Keira Knightley’s Vagina

 

A Dangerous Method taps the allure of sexual dysfunction

David Cronenberg’s new film A Dangerous Method opens with the ominous notes of a cello, that, leading out of the opening credits, give way to a horn and string crescendo and the disturbing first scene: Sabina Spielrein (Keira Knightley) arrives screaming, restrained by men, in a black carriage drawn by black horses, at the Burgholzli Clinic. And as our stomachs vibrate from the bass and the violence of the scene just past, a calm Carl Jung (Michael Fassbender) greets his new patient in a beige paneled room with dark parquet floors and bounced light. This is Zurich. It is 1904. Sabina suffers from mental hysteria (with spontaneous orgasms provoked by humiliation), and she and Jung eventually begin a sexual relationship.

In these early meetings between Jung and Spielrein, conversation occurs in total silence — that is, without any background atmospheric noise. No cricket or ticking clock gives the stillness form. This is a pure and unnerving silence. Chirping birds add texture to the air, without which the infinity of time and space weighs down upon you so that it is unthinkable to sleep without the whir of a fan. Hyperconsciousness promotes a focus of such stimulating intensity, it quickly becomes erotic, and at the end of the long road of observations that occur in the first moments of a movie, you find yourself contemplating the details of faces and bodies with growing arousal.

You realize that there are three lines decorating the expanse of Fassbender’s forehead. And as you admire the precision of those lines and the glorious precision of his upper body, the precise subtleties of his performance and how each tooth in his head lies precisely against the next tooth, you think increasingly of Keira Knightley and her humiliation upon first unveiling her character on set, not because her performance was weak (it was strong), but because, rather strangely, it is all about her vagina.

Not as glistening pussy, but vagina ungroomed, as anatomical fact.

I’ve never wondered about Knightley’s vagina before. Her characters, though romantic leads, seem vagina-less, and yet watching A Dangerous Method, I was very aware of it. To be quite honest, I was concerned with its scent, which, according to my imagination, is distinct but not unpleasant.

That the scent of Knightley’s vagina would come to mind isn’t completely absurd. In the film, Sabina’s vagina acts of its own accord. Muscles clench, unclench, and clench again despite the wishes of their owner. Neck shortened and shoulders tense and bowed, Sabina exists in anticipation of these orgasms. Like a hero lying on grenade, ready to absorb the impact of the impending explosion.

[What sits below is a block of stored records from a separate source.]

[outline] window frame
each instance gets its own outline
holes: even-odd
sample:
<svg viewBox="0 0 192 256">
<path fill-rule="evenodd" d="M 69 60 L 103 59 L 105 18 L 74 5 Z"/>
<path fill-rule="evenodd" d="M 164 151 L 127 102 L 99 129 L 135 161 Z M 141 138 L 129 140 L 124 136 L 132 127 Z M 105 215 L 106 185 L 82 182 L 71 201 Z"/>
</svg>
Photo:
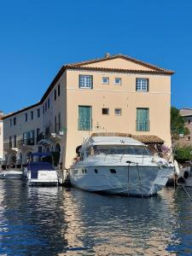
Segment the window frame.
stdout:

The vagina is the problem, the great burden. It can’t be controlled. And this is why it is a vagina and not a pussy. This is a raw and unsettling sexuality, raw because it isn’t controlled by intellect. And because it is raw, it is primal, and because it is primal, it is animalistic, it is dirty, and by dirty I mean not sanitized, and because it is not sanitized it has a scent, as all adult vaginas do. Any woman knows that the scent she now produces differs from the one that wafted up on the day she discovered how to masturbate. An adult vagina is a different thing with a different skill set. An adult vagina may be immorally moved to an inconvenient climax, and as heat and moisture build (inside Victorian pantaloons), a gentle scent will betray the secret.

Cronenberg enhances this sexuality — perhaps not consciously, but all the same — through Knightley’s startling unwhitening, taking advantage of the unconscious connections we make between sex and ethnicity.

Keira Knightley is, in most films, the picture of delicate whiteness. Few actresses possess a bone structure that embodies so well the swanlike beauty populating the dreams of Klansmen. But Sabina is Jewish, and here Knightley appears … less white than usual. The great unwhitening of Knightley is achieved by casting Sarah Gadon as Jung’s wife Emma. Gadon’s features are so beautifully delicate and small, she is more like a tracing of her own image than person herself.

When the film cuts to Knightley from Gadon, Knightley appears surprisingly strong. Brown. Masculine even.

This unwhitening allows her sexuality to grow unrestrained, for as the world has long shown us, the further you are from whiteness, the closer you are to libidinous mania.

It is extremely arousing to watch portrayals of sexual dysfunction. There is no joy in watching another person’s suffering, but the rearing of dark secret sexual power reminds of the mysteries of sexuality — the expanse that lies there untapped and, of course, its inherent relation to birth and death. We understand these things instinctively. The chill that overcomes us when seeing something dark, is the rapture of sensing, for a millisecond, that which exists before we are born and continues to exist after we die.